Non aveva timore, l’artista, di affermare che «Nostra Signora dei Turchi è il contrario dell’Italia», augurandosi che il film non uscisse nelle sale nostrane e definendolo un «capolavoro... È la prima volta che si rompa col cinema». Eppure quelli erano anni in cui il Paese faceva la voce grossa, e contava molto sullo scacchiere geopolitico della non-nata Europa e della già-nata Nato: bastian contrario per natura o per vocazione o forse solo per posa, Carmelo era dichiaratamente contrario al «maggio italo-gallo» e persin nemico di «tutti i maggi mondani della Storia». In quell’estate calda del ’68 si rifiutò, pur esordiente, di partecipare al codazzo delle contestazioni che scaldava il Lido: non aderì ad alcun appello, occupazione, boicottaggio, a differenza di più scapigliati colleghi come Pasolini, Bertolucci e la Cavani. Venezia 68 fu inaugurata due giorni dopo il previsto, in seguito a uno sgombero della polizia, in un clima incendiario ma non incendiato; il salentino, intanto, non aveva mai smesso i panni dell’intellettuale reazionario: «Gli studenti rivoluzionari sono diventati dogmatici, hanno preso il posto dei professori».
La protesta di Bene si limitò alla stampa, rifiutandosi di rilasciare interviste ai giornalisti italiani; per la verità, parlò poco e controvoglia anche col francese Jean Narboni, il primo che raccolse le sue riflessioni sul film in concorso.
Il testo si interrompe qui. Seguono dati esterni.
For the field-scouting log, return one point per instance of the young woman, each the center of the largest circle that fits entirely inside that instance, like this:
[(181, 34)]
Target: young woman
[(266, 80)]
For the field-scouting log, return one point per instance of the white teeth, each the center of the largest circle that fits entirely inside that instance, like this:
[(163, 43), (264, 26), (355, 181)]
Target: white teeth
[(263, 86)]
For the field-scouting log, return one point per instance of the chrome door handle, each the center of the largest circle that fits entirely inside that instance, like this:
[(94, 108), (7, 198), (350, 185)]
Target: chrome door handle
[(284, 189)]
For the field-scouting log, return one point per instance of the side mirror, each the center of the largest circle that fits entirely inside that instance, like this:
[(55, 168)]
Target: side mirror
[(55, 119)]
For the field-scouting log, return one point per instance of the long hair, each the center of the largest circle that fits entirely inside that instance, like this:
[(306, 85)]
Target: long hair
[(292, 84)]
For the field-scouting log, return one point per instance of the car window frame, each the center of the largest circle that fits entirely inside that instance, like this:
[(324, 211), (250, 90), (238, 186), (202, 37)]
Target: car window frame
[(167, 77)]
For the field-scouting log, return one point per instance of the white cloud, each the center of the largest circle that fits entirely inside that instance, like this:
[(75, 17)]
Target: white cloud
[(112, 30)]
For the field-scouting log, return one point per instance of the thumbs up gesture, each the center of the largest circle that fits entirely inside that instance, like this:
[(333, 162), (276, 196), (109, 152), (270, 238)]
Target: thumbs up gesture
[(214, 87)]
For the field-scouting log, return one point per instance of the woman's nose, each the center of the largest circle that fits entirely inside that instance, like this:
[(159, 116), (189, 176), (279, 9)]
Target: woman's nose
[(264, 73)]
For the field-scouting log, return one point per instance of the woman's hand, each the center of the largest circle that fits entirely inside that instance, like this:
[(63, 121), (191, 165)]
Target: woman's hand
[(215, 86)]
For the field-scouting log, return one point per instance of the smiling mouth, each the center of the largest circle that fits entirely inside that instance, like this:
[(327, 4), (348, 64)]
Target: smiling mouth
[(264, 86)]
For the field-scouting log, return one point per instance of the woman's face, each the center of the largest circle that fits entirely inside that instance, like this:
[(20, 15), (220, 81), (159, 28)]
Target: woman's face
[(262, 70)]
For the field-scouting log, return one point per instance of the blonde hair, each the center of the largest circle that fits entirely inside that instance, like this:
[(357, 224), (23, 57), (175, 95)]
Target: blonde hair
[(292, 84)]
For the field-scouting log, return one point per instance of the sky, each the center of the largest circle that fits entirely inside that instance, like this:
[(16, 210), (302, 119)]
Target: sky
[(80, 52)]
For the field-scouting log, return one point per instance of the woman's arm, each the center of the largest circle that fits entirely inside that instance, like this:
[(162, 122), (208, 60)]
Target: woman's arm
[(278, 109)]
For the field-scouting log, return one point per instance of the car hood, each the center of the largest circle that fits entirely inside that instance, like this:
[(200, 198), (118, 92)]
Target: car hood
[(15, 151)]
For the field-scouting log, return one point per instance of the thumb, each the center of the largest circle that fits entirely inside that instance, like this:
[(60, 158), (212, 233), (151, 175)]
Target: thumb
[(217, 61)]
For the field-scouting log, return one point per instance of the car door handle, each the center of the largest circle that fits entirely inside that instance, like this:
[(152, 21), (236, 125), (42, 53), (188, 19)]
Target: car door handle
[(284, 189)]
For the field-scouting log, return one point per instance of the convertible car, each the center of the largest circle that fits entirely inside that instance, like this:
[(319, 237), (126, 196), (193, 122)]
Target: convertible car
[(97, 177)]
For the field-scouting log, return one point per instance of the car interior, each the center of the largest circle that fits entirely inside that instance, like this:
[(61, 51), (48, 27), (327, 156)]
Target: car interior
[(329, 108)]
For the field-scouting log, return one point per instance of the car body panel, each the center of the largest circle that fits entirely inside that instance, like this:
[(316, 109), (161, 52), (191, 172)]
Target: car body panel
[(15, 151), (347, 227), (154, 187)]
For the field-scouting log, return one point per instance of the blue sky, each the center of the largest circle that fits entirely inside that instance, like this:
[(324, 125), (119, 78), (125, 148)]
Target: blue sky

È un «delirio concertato»: così il regista, autore e interprete liquidò la propria opera. «Durante le riprese ho contestato me stesso, contestato tutto, contestato il mondo intero».
Anarrativa e atemporale, Nostra Signora dei Turchi ha come sfondo l’assedio ottomano di Otranto del Quattrocento, ma si avviluppa poi, senza soluzione di continuità, alle liturgie ottocentesche e ai martiri contemporanei, con corredo iconografico di cripte, teschi, sangue, ossa, apparizioni e raffigurazioni: la fotografia era firmata da Mario Masini, il montaggio da Mauro Contini e gli effetti speciali da Renato Marinelli, mentre sul set affiancavano la star Lydia Mancinelli, Salvatore Siniscalchi, Anita Masini, Ornella Ferrari e Vincenzo Musso.
Se sulla carta il protagonista è «il Sud del Sud dei santi» – tra il Carmelo-muezzin e il poco ortodosso Giuseppe da Copertino –, sullo schermo protagonista è solo Bene: primattore, mattatore, direttore. Molti anni prima di essere «apparso alla Madonna» – come da titolo della sua autobiografia del 1983 – Carmelo si annovera tra i «cretini che non hanno vista la Madonna», coloro che «hanno orrore di sé, cercano altrove, nel prossimo, nelle donne, in convenevoli del quotidiano fatti preghiere... Non portano Dio agli altri per ricavare se stessi, ma se stessi agli altri per ricavare Dio».
Blasfemo Bene sì, ma proprio per questo mai profano, sempre all’interno del recinto del sacro, anche quando rappresenta Santa Margherita nuda nel letto, che fuma e legge una rivista femminile, o quando si autorappresenta mentre scola vitamina B12 per il fegato o si fa una puntura intramuscolo coi lombi ben rivolti verso l’inquadratura.
Per lui il Sacro non c’entra nulla con la Chiesa – «La Vergine e i Vangeli li lascio a Pasolini» –, né la sacra arte ha a che spartire coi maestri: pur sentendosi affine a Borges e Huysmans, a Ejzenštejn e Godard, e pur influenzato da Buñuel e Jarry, Bene ha sempre rivendicato l’inutilità della settima arte: «Questa è la sua forza... La prima cosa da fare è destabilizzare le persone... Non bisogna fare capolavori, bisogna essere capolavori... Bisogna farla finita col cinema d’autore. Fin dall’inizio, bisogna distruggere, negare qualsiasi paternità, sennò si rimpiazza lo stato». Ciononostante, Nostra Signora dei Turchi a Venezia vinse il Premio Speciale della Giuria, presieduta da Guido Piovene: «Un pezzo di storia. Oppure no», ai posteri l’ardua sentenza.